Disney attempts to cash in on the Muppet Franchise and reboots it. There are a lot of call back scenes to the Original Muppet Movie and there is a LOT of group singing and dancing. That cover feels pretty accurate in conveying the tone of the movie.
I enjoyed this movie more than some of the other Muppet stuff but this time I felt that it would have been ok if the Muppets had been left in the past. There were some great comedic schticks (the scenes where Jack Black is tied up on stage and is involuntarily having a comedy duo routine with Fozzy was absolutely priceless) but Disney’s fingerprints were all over this and they were very smudgy and jelly’ish fingerprints, not at all unobtrusive or subtle.

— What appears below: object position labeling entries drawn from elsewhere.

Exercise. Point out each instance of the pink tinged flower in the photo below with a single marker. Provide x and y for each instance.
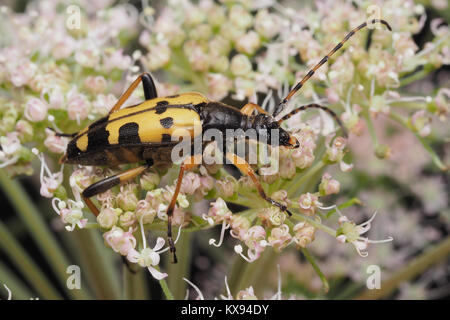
(206, 185)
(95, 85)
(63, 48)
(80, 179)
(24, 129)
(88, 55)
(255, 239)
(150, 180)
(35, 110)
(442, 101)
(279, 237)
(149, 257)
(267, 24)
(350, 232)
(287, 168)
(247, 294)
(53, 97)
(272, 216)
(104, 103)
(190, 183)
(378, 105)
(335, 151)
(308, 203)
(239, 226)
(248, 43)
(218, 212)
(241, 65)
(328, 185)
(108, 217)
(219, 86)
(21, 72)
(71, 213)
(54, 143)
(353, 122)
(158, 57)
(127, 219)
(126, 199)
(117, 60)
(303, 234)
(332, 95)
(120, 241)
(78, 106)
(226, 187)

Unlike the Muppets Wizard of Oz, I found the interaction between the humans and the Muppets to be quite believable and once again the Muppets were as much stars as the human cast. That’s how it should be.
I’m going to keep on watching the Muppet oeuvre until the end but it is now completely apparent to me that without Jim Henson’s direct hand, the Muppets aren’t quite all that. Henson made the correct decision to end the tv show on a high point and this continuation of the franchise shows the wisdom of his decision. While fans clamor for more Muppets, they should have trusted Henson’s decision. While Disney is a big fat target for my dislike (what they have done to my beloved Star Wars is unconscionable), fans are as much to blame.
I’d only recommend this to hardcore Muppet Completionists.
In my April ’22 Roundup & Ramblings post I mentioned that I’d heard this was a really bad Muppet’s movie, possibly the worst ever. After the struggle it was to write the Sherlock Posts I felt it would be a relief to really dig into something and eviscerate it mercilessly.
Unfortunately, this didn’t turn out to be THAT kind of bad movie. This was exactly in the same vein as Muppets from Space, ie, childish, stupid and not one whit funny. But this was even more vanilla and even more boring than From Space. From Space at least had a few laughs. Wizard of Oz? I don’t think I cracked a smile even once.
Ashanti, playing Dorothy Gale, had ZERO chemistry with the muppets. This was the first movie where every single original Muppeteer was gone (as far as I can tell), so that might have played a part, but it was evident that Ashanti was used to being the center of attention and to diminish that by allowing the Muppets to be the stars was more than she could handle.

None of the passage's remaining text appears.